Classification – Addressing Overfitting with Linear Classifiers

classificationoverfitting

Today our professor stated in class that "overfitting with linear classifiers is not possible". I hold that to be wrong, since even linear classifiers can be sensitive to outliers in the training set – take for instance a hard margin Support Vector Machine: One single noisy datapoint can alter which hyperplane will be used to separate datasets. Or am I wrong? Obviously, linearity will probably prevent rather from overfitting due to lower model complexity, still I do not see why overfitting should be impossible.
One additional point is that when I tried to think about this problem I realized that "overfitting" does not seem to be formally defined. Why is that? Wouldn't some distance measure between training and test set performance allow for such a formalisation?
Thanks

Best Answer

A linear regression / classifier can absolutely be overfit if used without proper care.

Here's a small example. Let's create two vectors, the first is simply $5000$ random coin flips:

set.seed(154)
N <- 5000
y <- rbinom(N, 1, .5)

The second vector is $5000$ observations, each randomly assigned to one of $500$ random classes:

N.classes <- 500
rand.class <- factor(sample(1:N.classes, N, replace=TRUE))

There should be no relation between our flips y and our random classes rand.class, they were determined completely independently.

Yet, if we attempt to predict the random flip with the random class using logistic regression (a linear classifier), it sure thinks there is a relationship

M <- glm(y ~ rand.class, family="binomial")
hist(coef(M), breaks=50)

enter image description here

The true value of every one of these coefficients is zero. But as you can see, we have quite a spread. This linear classifier is for sure overfit.

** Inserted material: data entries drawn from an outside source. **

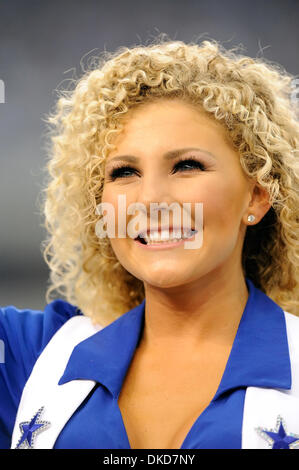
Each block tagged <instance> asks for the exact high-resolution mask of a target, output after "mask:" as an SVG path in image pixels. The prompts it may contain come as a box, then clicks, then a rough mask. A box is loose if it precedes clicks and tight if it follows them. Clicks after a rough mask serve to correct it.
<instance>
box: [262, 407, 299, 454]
mask: <svg viewBox="0 0 299 470" xmlns="http://www.w3.org/2000/svg"><path fill="white" fill-rule="evenodd" d="M256 431H257V432H258V433H259V435H260V436H262V437H263V438H264V439H266V441H267V442H268V444H269V447H270V448H271V449H298V448H299V435H297V434H292V433H290V434H289V435H287V430H286V425H285V422H284V420H283V418H282V417H281V416H280V415H278V416H277V421H276V429H275V430H273V429H263V428H261V427H258V428H256Z"/></svg>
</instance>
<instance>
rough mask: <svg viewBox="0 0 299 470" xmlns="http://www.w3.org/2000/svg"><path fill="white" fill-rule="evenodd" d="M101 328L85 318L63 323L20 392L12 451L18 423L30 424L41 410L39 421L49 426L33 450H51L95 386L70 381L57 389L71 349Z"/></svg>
mask: <svg viewBox="0 0 299 470" xmlns="http://www.w3.org/2000/svg"><path fill="white" fill-rule="evenodd" d="M102 328H103V327H100V326H94V325H93V324H92V322H91V319H90V318H89V317H86V316H82V315H78V316H75V317H72V318H70V319H69V320H68V321H67V322H66V323H64V325H63V326H62V327H61V328H60V329H59V330H58V331H57V332H56V333H55V334H54V336H53V337H52V338H51V340H50V341H49V343H48V344H47V346H46V347H45V349H44V350H43V352H42V353H41V355H40V356H39V358H38V359H37V361H36V363H35V365H34V367H33V370H32V372H31V375H30V376H29V379H28V380H27V382H26V385H25V387H24V389H23V393H22V396H21V401H20V404H19V408H18V412H17V416H16V421H15V426H14V430H13V435H12V442H11V448H12V449H15V448H16V446H17V444H18V442H19V439H20V437H21V431H20V423H22V422H26V421H30V420H31V419H32V418H33V416H34V415H35V414H36V413H37V411H38V410H39V409H40V408H41V407H44V409H43V412H42V416H41V420H42V421H49V422H50V426H48V427H47V429H45V430H44V431H41V432H40V433H39V434H38V435H37V436H36V440H35V443H34V448H35V449H52V448H53V447H54V444H55V441H56V439H57V437H58V435H59V433H60V432H61V430H62V428H63V427H64V426H65V424H66V423H67V421H68V420H69V419H70V417H71V416H72V414H73V413H74V411H75V410H76V409H77V408H78V407H79V406H80V404H81V403H82V401H83V400H84V398H85V397H86V396H87V395H88V393H89V392H90V391H91V390H92V388H93V387H94V386H95V384H96V382H95V381H93V380H72V381H70V382H67V383H65V384H62V385H58V382H59V379H60V377H61V376H62V374H63V372H64V370H65V367H66V364H67V362H68V360H69V358H70V355H71V353H72V351H73V349H74V347H75V346H76V345H77V344H78V343H80V342H81V341H83V340H84V339H86V338H87V337H89V336H92V335H93V334H95V333H96V332H97V331H99V330H101V329H102Z"/></svg>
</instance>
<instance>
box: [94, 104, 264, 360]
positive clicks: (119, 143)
mask: <svg viewBox="0 0 299 470" xmlns="http://www.w3.org/2000/svg"><path fill="white" fill-rule="evenodd" d="M114 143H115V145H116V146H117V147H116V148H115V149H114V150H113V151H112V152H111V153H110V154H109V156H108V157H107V161H106V166H105V183H104V190H103V197H102V201H103V202H109V203H111V204H112V205H113V206H114V207H115V214H116V227H118V219H117V207H118V204H117V196H118V195H119V194H125V195H126V205H127V207H128V205H129V204H131V203H134V202H142V203H143V204H144V205H145V206H146V207H147V208H148V214H149V207H150V206H149V204H150V202H158V203H160V202H164V201H165V202H167V203H168V204H171V203H172V202H179V203H180V204H181V205H182V204H183V203H184V202H191V203H192V207H193V206H194V204H193V203H195V202H202V203H203V244H202V246H201V248H198V249H192V250H190V249H188V250H186V249H184V248H183V247H182V246H180V247H176V248H172V249H168V250H159V251H158V250H157V251H155V250H145V249H142V248H140V247H139V246H138V245H137V244H136V242H135V241H134V240H133V239H132V238H130V237H127V238H111V239H110V241H111V245H112V248H113V251H114V253H115V255H116V257H117V258H118V260H119V261H120V263H121V264H122V265H123V266H124V267H125V269H126V270H127V271H129V272H130V273H131V274H133V275H134V276H135V277H137V278H138V279H141V280H142V281H143V282H144V287H145V294H146V311H145V315H146V325H145V328H144V335H143V342H144V344H145V345H147V347H149V348H151V349H152V351H153V350H154V349H155V350H156V351H157V352H158V354H160V351H161V349H162V350H163V351H165V349H167V350H168V349H170V350H171V349H173V350H178V341H179V343H180V346H181V348H182V349H181V351H182V350H183V351H185V352H186V354H187V355H189V354H190V353H192V352H194V351H197V350H198V349H199V347H200V345H202V344H203V343H205V342H206V341H207V340H210V339H212V338H216V337H217V338H218V340H220V341H221V342H231V341H232V338H233V337H234V335H235V333H236V327H237V325H238V323H239V321H240V318H241V315H242V313H243V310H244V308H245V305H246V302H247V299H248V292H247V287H246V283H245V279H244V275H243V272H242V267H241V253H242V246H243V241H244V236H245V233H246V227H247V225H249V224H250V223H249V222H248V221H247V216H248V215H249V214H254V215H255V217H256V219H255V221H254V223H251V224H255V223H258V222H259V221H260V220H261V219H262V217H263V216H264V215H265V214H266V212H267V211H268V210H269V208H270V204H269V202H268V201H269V199H268V194H267V193H266V191H265V190H264V189H263V188H261V187H259V186H258V185H257V184H255V183H254V182H252V181H250V180H249V179H248V178H247V176H246V175H245V174H244V172H243V170H242V168H241V165H240V162H239V156H238V153H237V152H236V150H235V149H234V148H233V147H232V145H231V144H230V142H229V140H228V137H227V134H226V131H225V129H224V128H223V127H222V126H221V125H220V123H219V122H217V121H216V120H215V119H213V118H212V117H210V116H206V115H205V114H204V113H203V112H202V111H201V110H199V109H195V108H194V107H193V106H191V105H189V104H187V103H185V102H182V101H181V100H164V99H163V100H160V101H159V102H157V103H147V104H144V105H143V106H141V107H140V108H138V109H134V110H131V111H130V112H129V113H128V116H127V119H126V121H125V127H124V130H123V132H122V133H121V134H120V135H119V136H118V137H117V139H116V140H115V142H114ZM185 147H196V148H201V149H205V150H207V151H209V152H211V153H212V154H213V155H214V156H215V157H214V158H213V157H210V156H206V155H205V154H202V153H201V152H199V151H197V152H191V153H190V152H189V153H187V154H185V155H184V156H186V157H187V156H190V155H193V156H195V157H196V159H197V160H199V161H200V162H202V163H203V164H204V165H205V166H206V170H204V171H203V170H201V169H197V168H196V167H195V168H192V167H191V168H190V167H189V168H186V167H184V168H181V170H180V171H177V172H176V173H173V174H171V172H172V170H173V168H174V166H175V164H176V160H174V161H169V162H168V161H167V162H165V161H164V160H163V154H164V153H165V152H167V151H169V150H173V149H179V148H185ZM119 155H134V156H136V157H138V158H139V161H138V164H132V163H128V162H127V161H125V160H124V161H123V162H122V163H123V165H130V166H132V167H133V168H134V169H136V170H137V173H136V172H134V171H131V172H130V173H126V175H127V176H123V177H122V178H117V179H116V180H114V181H111V180H109V173H110V172H111V171H112V170H113V169H114V168H115V167H116V165H118V164H119V163H120V162H116V161H112V158H114V157H116V156H119ZM131 218H133V216H127V221H129V220H130V219H131ZM148 218H149V216H148ZM170 220H171V219H170ZM148 226H149V225H148ZM116 230H117V228H116ZM116 233H117V231H116ZM161 312H163V314H161Z"/></svg>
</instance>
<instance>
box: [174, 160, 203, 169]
mask: <svg viewBox="0 0 299 470" xmlns="http://www.w3.org/2000/svg"><path fill="white" fill-rule="evenodd" d="M184 167H185V168H187V171H192V170H193V169H200V170H205V169H206V168H205V166H204V164H203V163H201V162H199V161H198V160H195V159H194V158H190V157H189V158H185V159H182V160H180V161H179V162H178V163H176V165H175V167H174V168H180V169H182V168H184ZM188 167H189V169H188ZM183 171H186V170H183Z"/></svg>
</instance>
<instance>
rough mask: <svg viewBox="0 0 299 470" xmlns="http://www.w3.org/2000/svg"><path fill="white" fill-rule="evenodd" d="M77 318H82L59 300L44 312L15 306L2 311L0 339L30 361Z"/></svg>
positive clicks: (68, 303)
mask: <svg viewBox="0 0 299 470" xmlns="http://www.w3.org/2000/svg"><path fill="white" fill-rule="evenodd" d="M78 315H81V316H82V312H81V311H80V310H79V309H78V308H77V307H76V306H75V305H72V304H70V303H69V302H67V301H64V300H62V299H56V300H53V301H52V302H50V303H49V304H47V305H46V307H45V308H44V310H33V309H20V308H17V307H15V306H14V305H8V306H5V307H1V308H0V338H1V339H2V340H3V341H4V347H5V343H8V344H9V345H10V347H11V348H12V349H13V351H15V353H16V351H20V352H21V353H22V354H25V355H26V357H27V360H29V361H31V360H34V358H37V356H38V355H39V354H40V353H41V351H42V350H43V349H44V347H45V346H46V344H47V343H48V342H49V341H50V339H51V338H52V336H53V335H54V333H56V331H57V330H58V329H59V328H60V327H61V326H62V325H63V324H64V323H65V322H66V321H68V320H69V319H70V318H72V317H74V316H78ZM23 357H24V356H23ZM15 359H17V358H15Z"/></svg>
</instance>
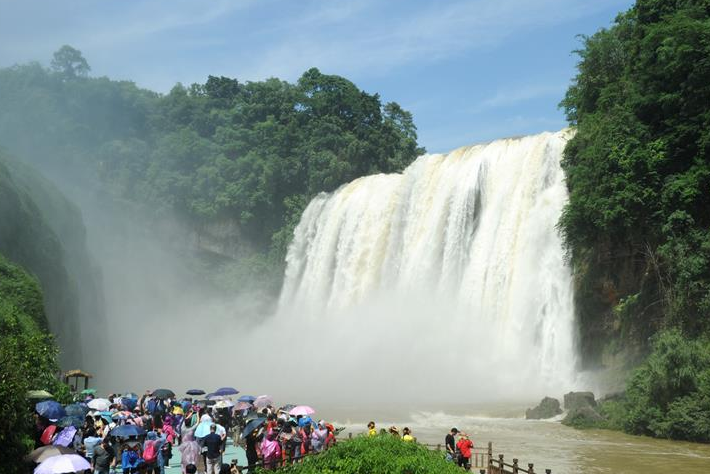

Note: The extremes in this histogram, where the coefficients have wandered to $-15$ and $15$, are cases where a class had either no observations with y == 1 or no values with y == 0. The actual estimated values for these coefficients are plus and minus infinity, but the logistic regression algorithm is hard coded with a bound of $15$.

"overfitting" does not seem to be formally defined. Why is that?

Overfitting may be best understood within the context of a class of models which has some complexity parameter. In this case, a model could be said to be overfit when decreasing the complexity slightly results in better expected out of sample performance.

It would be very difficult to precisely define the concept in a model independent way. A single model is just fit, you need something to compare it to for it to be over or under fit. In my example above this comparison was with the truth, but you usually don't know the truth, hence the model!

Wouldn't some distance measure between training and test set performance allow for such a formalisation?

There is such a concept, it's called the optimism. It's defined by:

$$ \omega = E_{\text{test}} - E_{\text{train}} $$

where $E$ stands for error, and each term is averaged over all possible training and testing sets for your learning algorithm.

It doesn't quite get at the essence of overfitting though, because the performance on a test set can be quite a bit worse than the train, even though a model of higher complexity decreases both.